Transcription factors (TFs) constitute an essential component of epigenetic regulation. They contribute to the progression of vascular diseases by regulating epigenetic gene expression in several vascular diseases. Recently, numerous regulatory mechanisms related to vascular pathology, ranging from general TFs that are continuously activated to histiocyte-specific TFs that are activated under specific circumstances, have been studied. TFs participate in the progression of vascular-related diseases by epigenetically regulating vascular endothelial cells (VECs) and vascular smooth muscle cells (VSMCs). The Krüppel-like family (KLF) TF family is widely recognized as the foremost regulator of vascular diseases. KLF11 prevents aneurysm progression by inhibiting the apoptosis of VSMCs and enhancing their contractile function. The presence of KLF4, another crucial member, suppresses the progression of atherosclerosis (AS) and pulmonary hypertension by attenuating the formation of VSMCs-derived foam cells, ameliorating endothelial dysfunction, and inducing vasodilatory effects. However, the mechanism underlying the regulation of the progression of vascular-related diseases by TFs has remained elusive.
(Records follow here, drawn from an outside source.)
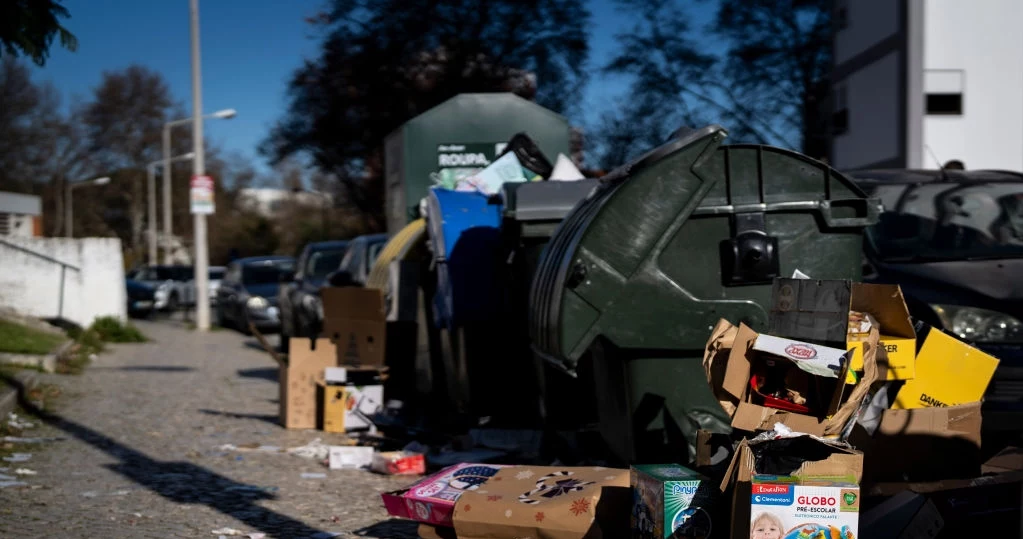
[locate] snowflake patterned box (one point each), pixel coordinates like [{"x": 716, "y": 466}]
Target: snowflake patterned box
[
  {"x": 432, "y": 500},
  {"x": 535, "y": 502},
  {"x": 670, "y": 500}
]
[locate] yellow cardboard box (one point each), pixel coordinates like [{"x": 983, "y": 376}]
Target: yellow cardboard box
[
  {"x": 886, "y": 304},
  {"x": 948, "y": 372},
  {"x": 334, "y": 406}
]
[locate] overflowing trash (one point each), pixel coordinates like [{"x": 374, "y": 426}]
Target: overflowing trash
[{"x": 819, "y": 408}]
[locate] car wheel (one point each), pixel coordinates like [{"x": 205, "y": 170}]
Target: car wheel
[
  {"x": 221, "y": 318},
  {"x": 172, "y": 304}
]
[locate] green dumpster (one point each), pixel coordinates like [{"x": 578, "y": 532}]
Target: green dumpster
[
  {"x": 638, "y": 273},
  {"x": 456, "y": 138}
]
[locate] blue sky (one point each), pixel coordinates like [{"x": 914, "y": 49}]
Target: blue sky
[{"x": 250, "y": 49}]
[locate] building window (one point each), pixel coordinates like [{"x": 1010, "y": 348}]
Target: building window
[
  {"x": 841, "y": 14},
  {"x": 840, "y": 110},
  {"x": 943, "y": 89}
]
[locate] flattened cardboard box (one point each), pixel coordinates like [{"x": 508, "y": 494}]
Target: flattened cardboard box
[
  {"x": 299, "y": 379},
  {"x": 354, "y": 319},
  {"x": 924, "y": 444},
  {"x": 949, "y": 372},
  {"x": 817, "y": 311}
]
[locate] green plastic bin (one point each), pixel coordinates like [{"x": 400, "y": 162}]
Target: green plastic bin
[{"x": 638, "y": 273}]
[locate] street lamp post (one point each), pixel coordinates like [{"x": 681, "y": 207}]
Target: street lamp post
[
  {"x": 69, "y": 213},
  {"x": 151, "y": 190},
  {"x": 198, "y": 169},
  {"x": 226, "y": 114}
]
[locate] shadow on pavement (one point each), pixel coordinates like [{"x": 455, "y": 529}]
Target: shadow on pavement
[
  {"x": 253, "y": 344},
  {"x": 180, "y": 482},
  {"x": 392, "y": 529},
  {"x": 147, "y": 368},
  {"x": 275, "y": 419},
  {"x": 270, "y": 373}
]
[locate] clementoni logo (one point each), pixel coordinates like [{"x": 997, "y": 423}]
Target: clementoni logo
[
  {"x": 816, "y": 500},
  {"x": 770, "y": 489},
  {"x": 799, "y": 351}
]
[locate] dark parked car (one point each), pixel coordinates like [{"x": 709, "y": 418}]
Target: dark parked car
[
  {"x": 141, "y": 299},
  {"x": 299, "y": 299},
  {"x": 952, "y": 240},
  {"x": 249, "y": 293},
  {"x": 359, "y": 260}
]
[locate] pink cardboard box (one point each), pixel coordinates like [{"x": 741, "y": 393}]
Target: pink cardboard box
[{"x": 432, "y": 500}]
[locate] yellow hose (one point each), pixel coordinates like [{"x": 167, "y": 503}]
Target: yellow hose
[{"x": 395, "y": 249}]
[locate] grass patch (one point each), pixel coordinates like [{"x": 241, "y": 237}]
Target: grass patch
[
  {"x": 109, "y": 329},
  {"x": 17, "y": 339}
]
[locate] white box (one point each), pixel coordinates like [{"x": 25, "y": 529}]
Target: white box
[
  {"x": 350, "y": 457},
  {"x": 784, "y": 505},
  {"x": 365, "y": 401}
]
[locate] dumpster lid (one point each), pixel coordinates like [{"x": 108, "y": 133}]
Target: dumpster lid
[{"x": 543, "y": 200}]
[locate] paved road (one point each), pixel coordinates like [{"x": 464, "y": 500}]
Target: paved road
[{"x": 143, "y": 427}]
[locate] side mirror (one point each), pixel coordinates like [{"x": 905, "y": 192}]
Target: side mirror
[{"x": 340, "y": 278}]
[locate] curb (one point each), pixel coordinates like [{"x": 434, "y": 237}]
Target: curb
[
  {"x": 21, "y": 383},
  {"x": 44, "y": 362}
]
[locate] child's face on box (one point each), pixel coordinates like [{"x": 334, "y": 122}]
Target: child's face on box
[{"x": 765, "y": 529}]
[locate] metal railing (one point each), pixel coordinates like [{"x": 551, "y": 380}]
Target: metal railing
[{"x": 63, "y": 268}]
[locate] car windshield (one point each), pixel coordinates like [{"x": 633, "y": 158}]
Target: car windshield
[
  {"x": 948, "y": 221},
  {"x": 264, "y": 272},
  {"x": 322, "y": 262},
  {"x": 374, "y": 252},
  {"x": 164, "y": 273}
]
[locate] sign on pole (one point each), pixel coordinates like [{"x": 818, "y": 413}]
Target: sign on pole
[{"x": 202, "y": 194}]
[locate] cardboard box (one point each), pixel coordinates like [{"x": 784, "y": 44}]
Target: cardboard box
[
  {"x": 817, "y": 311},
  {"x": 923, "y": 444},
  {"x": 350, "y": 457},
  {"x": 432, "y": 500},
  {"x": 562, "y": 502},
  {"x": 752, "y": 416},
  {"x": 355, "y": 321},
  {"x": 299, "y": 379},
  {"x": 670, "y": 500},
  {"x": 787, "y": 506},
  {"x": 838, "y": 461},
  {"x": 348, "y": 408},
  {"x": 949, "y": 372}
]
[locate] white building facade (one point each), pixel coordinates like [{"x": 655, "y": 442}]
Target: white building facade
[{"x": 921, "y": 82}]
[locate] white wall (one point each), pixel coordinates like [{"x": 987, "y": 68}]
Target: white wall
[
  {"x": 985, "y": 40},
  {"x": 872, "y": 97},
  {"x": 869, "y": 23},
  {"x": 31, "y": 284}
]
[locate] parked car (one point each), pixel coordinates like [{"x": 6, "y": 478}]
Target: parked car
[
  {"x": 359, "y": 258},
  {"x": 175, "y": 285},
  {"x": 299, "y": 298},
  {"x": 141, "y": 299},
  {"x": 216, "y": 275},
  {"x": 952, "y": 240},
  {"x": 249, "y": 293}
]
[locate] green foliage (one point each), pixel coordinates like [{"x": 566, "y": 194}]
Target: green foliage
[
  {"x": 28, "y": 27},
  {"x": 17, "y": 339},
  {"x": 110, "y": 329}
]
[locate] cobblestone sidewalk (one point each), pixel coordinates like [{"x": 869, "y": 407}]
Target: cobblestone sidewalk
[{"x": 140, "y": 455}]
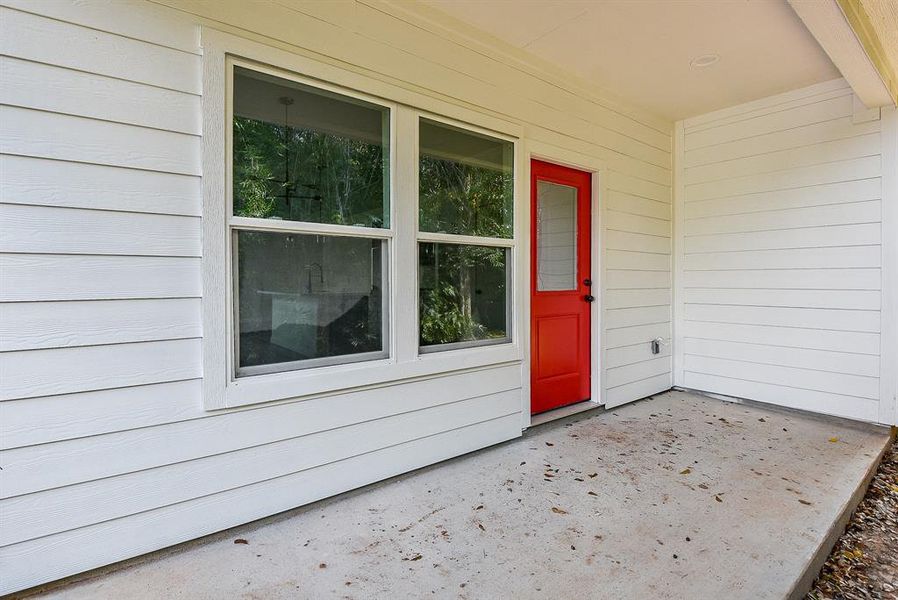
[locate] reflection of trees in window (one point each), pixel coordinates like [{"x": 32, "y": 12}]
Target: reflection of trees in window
[
  {"x": 465, "y": 199},
  {"x": 300, "y": 174},
  {"x": 462, "y": 293}
]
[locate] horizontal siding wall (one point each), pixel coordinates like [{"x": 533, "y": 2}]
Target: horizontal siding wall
[
  {"x": 780, "y": 282},
  {"x": 107, "y": 452}
]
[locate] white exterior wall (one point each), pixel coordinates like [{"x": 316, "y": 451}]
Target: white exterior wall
[
  {"x": 107, "y": 451},
  {"x": 781, "y": 244}
]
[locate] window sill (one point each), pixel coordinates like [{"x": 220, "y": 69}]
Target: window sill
[{"x": 301, "y": 385}]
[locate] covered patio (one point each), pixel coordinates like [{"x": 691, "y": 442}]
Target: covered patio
[
  {"x": 675, "y": 496},
  {"x": 449, "y": 298}
]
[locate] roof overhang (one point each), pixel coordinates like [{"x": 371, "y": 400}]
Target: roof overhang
[{"x": 856, "y": 44}]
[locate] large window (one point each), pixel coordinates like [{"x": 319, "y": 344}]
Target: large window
[
  {"x": 309, "y": 226},
  {"x": 466, "y": 223}
]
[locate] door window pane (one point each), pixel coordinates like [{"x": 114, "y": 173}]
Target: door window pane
[
  {"x": 556, "y": 237},
  {"x": 466, "y": 182},
  {"x": 463, "y": 294},
  {"x": 306, "y": 297},
  {"x": 303, "y": 154}
]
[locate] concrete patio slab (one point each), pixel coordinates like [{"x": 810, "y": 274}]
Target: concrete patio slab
[{"x": 677, "y": 496}]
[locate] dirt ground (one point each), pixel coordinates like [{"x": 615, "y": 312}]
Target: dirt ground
[{"x": 864, "y": 562}]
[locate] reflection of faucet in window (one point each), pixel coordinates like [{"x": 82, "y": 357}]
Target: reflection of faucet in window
[{"x": 309, "y": 268}]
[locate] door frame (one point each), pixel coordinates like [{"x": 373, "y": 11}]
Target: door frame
[{"x": 534, "y": 150}]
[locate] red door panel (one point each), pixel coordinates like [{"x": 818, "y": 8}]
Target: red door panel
[{"x": 560, "y": 286}]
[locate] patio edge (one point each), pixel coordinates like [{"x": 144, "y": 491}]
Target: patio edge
[{"x": 805, "y": 582}]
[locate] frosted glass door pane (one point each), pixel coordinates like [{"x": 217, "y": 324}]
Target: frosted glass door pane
[{"x": 556, "y": 237}]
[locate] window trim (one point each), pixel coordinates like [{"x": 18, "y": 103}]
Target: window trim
[
  {"x": 223, "y": 391},
  {"x": 512, "y": 244}
]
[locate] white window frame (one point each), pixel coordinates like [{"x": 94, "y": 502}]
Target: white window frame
[
  {"x": 221, "y": 388},
  {"x": 510, "y": 244}
]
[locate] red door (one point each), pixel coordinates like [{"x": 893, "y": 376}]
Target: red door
[{"x": 560, "y": 292}]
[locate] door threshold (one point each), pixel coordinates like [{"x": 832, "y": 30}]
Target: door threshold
[{"x": 562, "y": 412}]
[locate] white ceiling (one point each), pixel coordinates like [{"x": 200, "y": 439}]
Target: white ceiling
[{"x": 640, "y": 49}]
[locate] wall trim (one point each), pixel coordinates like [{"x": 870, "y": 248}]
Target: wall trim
[{"x": 888, "y": 376}]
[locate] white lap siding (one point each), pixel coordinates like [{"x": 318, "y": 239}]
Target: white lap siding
[
  {"x": 780, "y": 230},
  {"x": 106, "y": 449}
]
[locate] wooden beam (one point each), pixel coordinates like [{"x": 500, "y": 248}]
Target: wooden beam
[{"x": 843, "y": 30}]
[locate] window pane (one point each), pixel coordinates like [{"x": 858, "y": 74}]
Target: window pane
[
  {"x": 556, "y": 237},
  {"x": 465, "y": 181},
  {"x": 463, "y": 293},
  {"x": 304, "y": 154},
  {"x": 302, "y": 297}
]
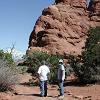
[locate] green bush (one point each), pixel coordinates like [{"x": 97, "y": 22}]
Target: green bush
[
  {"x": 6, "y": 56},
  {"x": 8, "y": 76}
]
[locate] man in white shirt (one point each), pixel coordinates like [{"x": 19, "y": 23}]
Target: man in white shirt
[
  {"x": 61, "y": 77},
  {"x": 43, "y": 72}
]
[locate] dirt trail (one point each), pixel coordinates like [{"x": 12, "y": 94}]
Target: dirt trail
[{"x": 25, "y": 92}]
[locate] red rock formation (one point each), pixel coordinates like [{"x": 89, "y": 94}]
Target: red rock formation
[{"x": 62, "y": 28}]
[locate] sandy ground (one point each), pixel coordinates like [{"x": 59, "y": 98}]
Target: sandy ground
[{"x": 25, "y": 92}]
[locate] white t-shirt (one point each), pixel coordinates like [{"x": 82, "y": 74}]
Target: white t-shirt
[
  {"x": 61, "y": 72},
  {"x": 43, "y": 72}
]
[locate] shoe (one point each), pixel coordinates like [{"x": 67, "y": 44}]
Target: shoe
[{"x": 61, "y": 97}]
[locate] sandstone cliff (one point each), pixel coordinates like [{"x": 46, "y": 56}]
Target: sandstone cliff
[{"x": 62, "y": 27}]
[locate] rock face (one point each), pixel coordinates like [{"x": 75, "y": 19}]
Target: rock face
[{"x": 62, "y": 27}]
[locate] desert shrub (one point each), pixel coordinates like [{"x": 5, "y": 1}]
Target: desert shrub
[
  {"x": 34, "y": 61},
  {"x": 8, "y": 76},
  {"x": 22, "y": 69},
  {"x": 6, "y": 56}
]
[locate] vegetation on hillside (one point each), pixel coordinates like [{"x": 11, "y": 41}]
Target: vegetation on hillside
[{"x": 8, "y": 73}]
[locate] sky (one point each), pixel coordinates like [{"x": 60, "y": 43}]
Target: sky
[{"x": 17, "y": 19}]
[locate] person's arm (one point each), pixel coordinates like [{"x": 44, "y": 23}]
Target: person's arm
[{"x": 63, "y": 73}]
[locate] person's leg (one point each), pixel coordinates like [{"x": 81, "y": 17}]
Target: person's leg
[
  {"x": 61, "y": 88},
  {"x": 42, "y": 88},
  {"x": 45, "y": 88}
]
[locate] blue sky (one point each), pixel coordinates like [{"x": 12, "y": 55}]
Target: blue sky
[{"x": 17, "y": 19}]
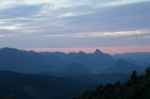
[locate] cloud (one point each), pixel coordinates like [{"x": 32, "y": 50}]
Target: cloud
[{"x": 70, "y": 23}]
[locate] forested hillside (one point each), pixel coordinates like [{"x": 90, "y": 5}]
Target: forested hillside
[{"x": 138, "y": 87}]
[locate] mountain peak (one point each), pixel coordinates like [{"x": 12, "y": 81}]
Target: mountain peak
[{"x": 97, "y": 51}]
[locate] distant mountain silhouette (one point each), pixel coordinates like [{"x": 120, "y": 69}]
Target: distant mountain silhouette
[
  {"x": 138, "y": 58},
  {"x": 75, "y": 69},
  {"x": 122, "y": 66},
  {"x": 31, "y": 62}
]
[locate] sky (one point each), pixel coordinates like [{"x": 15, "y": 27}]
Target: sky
[{"x": 113, "y": 26}]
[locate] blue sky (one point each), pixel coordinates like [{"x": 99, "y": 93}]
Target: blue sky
[{"x": 71, "y": 25}]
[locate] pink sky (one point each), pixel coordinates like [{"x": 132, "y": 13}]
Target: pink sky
[{"x": 110, "y": 50}]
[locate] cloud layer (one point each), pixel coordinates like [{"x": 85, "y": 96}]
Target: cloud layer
[{"x": 70, "y": 23}]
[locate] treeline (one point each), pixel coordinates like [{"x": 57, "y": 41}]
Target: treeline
[
  {"x": 138, "y": 87},
  {"x": 7, "y": 97}
]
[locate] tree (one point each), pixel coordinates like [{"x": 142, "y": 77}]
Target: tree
[
  {"x": 147, "y": 71},
  {"x": 134, "y": 75}
]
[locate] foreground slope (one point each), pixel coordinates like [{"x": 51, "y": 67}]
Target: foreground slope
[
  {"x": 28, "y": 86},
  {"x": 135, "y": 88}
]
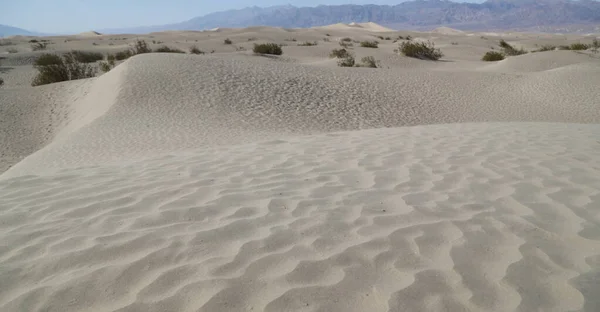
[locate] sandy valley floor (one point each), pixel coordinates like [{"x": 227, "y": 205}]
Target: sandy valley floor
[{"x": 236, "y": 182}]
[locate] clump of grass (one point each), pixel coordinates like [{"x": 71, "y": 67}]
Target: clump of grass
[
  {"x": 53, "y": 68},
  {"x": 307, "y": 44},
  {"x": 346, "y": 45},
  {"x": 579, "y": 46},
  {"x": 267, "y": 48},
  {"x": 165, "y": 49},
  {"x": 492, "y": 56},
  {"x": 348, "y": 61},
  {"x": 369, "y": 61},
  {"x": 369, "y": 44},
  {"x": 339, "y": 53},
  {"x": 39, "y": 46},
  {"x": 420, "y": 50},
  {"x": 87, "y": 57},
  {"x": 140, "y": 47},
  {"x": 510, "y": 50},
  {"x": 195, "y": 50}
]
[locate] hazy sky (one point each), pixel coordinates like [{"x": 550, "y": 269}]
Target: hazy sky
[{"x": 72, "y": 16}]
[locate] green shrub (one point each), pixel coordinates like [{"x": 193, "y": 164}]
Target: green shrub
[
  {"x": 267, "y": 48},
  {"x": 39, "y": 46},
  {"x": 369, "y": 44},
  {"x": 52, "y": 68},
  {"x": 307, "y": 44},
  {"x": 579, "y": 46},
  {"x": 510, "y": 50},
  {"x": 369, "y": 61},
  {"x": 87, "y": 57},
  {"x": 140, "y": 47},
  {"x": 492, "y": 56},
  {"x": 420, "y": 50},
  {"x": 339, "y": 53},
  {"x": 348, "y": 61},
  {"x": 195, "y": 50},
  {"x": 165, "y": 49}
]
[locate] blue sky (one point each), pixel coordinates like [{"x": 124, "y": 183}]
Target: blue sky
[{"x": 73, "y": 16}]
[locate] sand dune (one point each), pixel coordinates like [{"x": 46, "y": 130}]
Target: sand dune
[{"x": 234, "y": 182}]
The present study categorized the TFs involved in vascular diseases and their regulatory mechanisms to shed light on the potential pathogenesis of vascular diseases, and provide novel insights into their diagnosis and treatment.

Keywords: apoptosis; inflammation; metabolism; proliferation; stress; transcription factors; vascular diseases.

Figure 1

Schematic representation of the regulation of aneurysm-related TFs. The progression of aneurysms is facilitated by the loss of VSMCs, inflammation response, and stress. While the preservation of systolic function of VSMCs prevents aneurysm progression. The stress response encompasses endoplasmic reticulum stress, ROS generation, and vascular endothelial shear stress. VSMC, vascular smooth muscle cells; ER, endoplasmic reticulum; ROS, reactive oxygen species. Created with BioRender.com.

Figure 2

Schematic representation of the regulation of AS-related TFs. The formation of foam cells, cellular dysfunction, and the initiation of an inflammatory response contribute to the development of AS. While the promotion of lipid metabolism restrains AS progression. VSMCs and macrophages constitute the formation of foam cells. VSMCs dysfunction is manifested by pathological proliferation and the transformation into chondroblast. LDL, low-density lipoprotein; VLDL, very low-density lipoprotein; HDL, high-density lipoprotein; IDL, intermediate density lipoprotein; AS, atherosclerosis. Created with BioRender.com.

Figure 3

Schematic representation of the regulation of PAH-related TFs. The alteration in metabolic pattern, the excessive proliferation of PAECs and PASMCs, as well as the dysfunction of PAECs and PAFs, collectively contribute to pulmonary artery remodeling, which is responsible for the progression PAH. While the vasodilatory effect inhibits vascular remodeling. PAECs, pulmonary artery endothelial cells; PASMCs, pulmonary artery smooth muscle cells; PAFs, pulmonary artery fibroblasts. Created with BioRender.com.

Figure 4

Schematic representation of the regulation of Vasculitis-related TFs. The involvement of TFs in T cell activation and differentiation, neutrophil activation and recruitment, as well as exosome-mediated biological processes, play crucial roles in the regulation of vascular wall inflammation. ANCA, anti-neutrophil cytoplasmic antibodies; Th, helper T cell; Tc, cytotoxic T cell; Tfh, follicular helper T cell; Teff, effector T cell; Treg, regulatory T cell. Created with BioRender.com.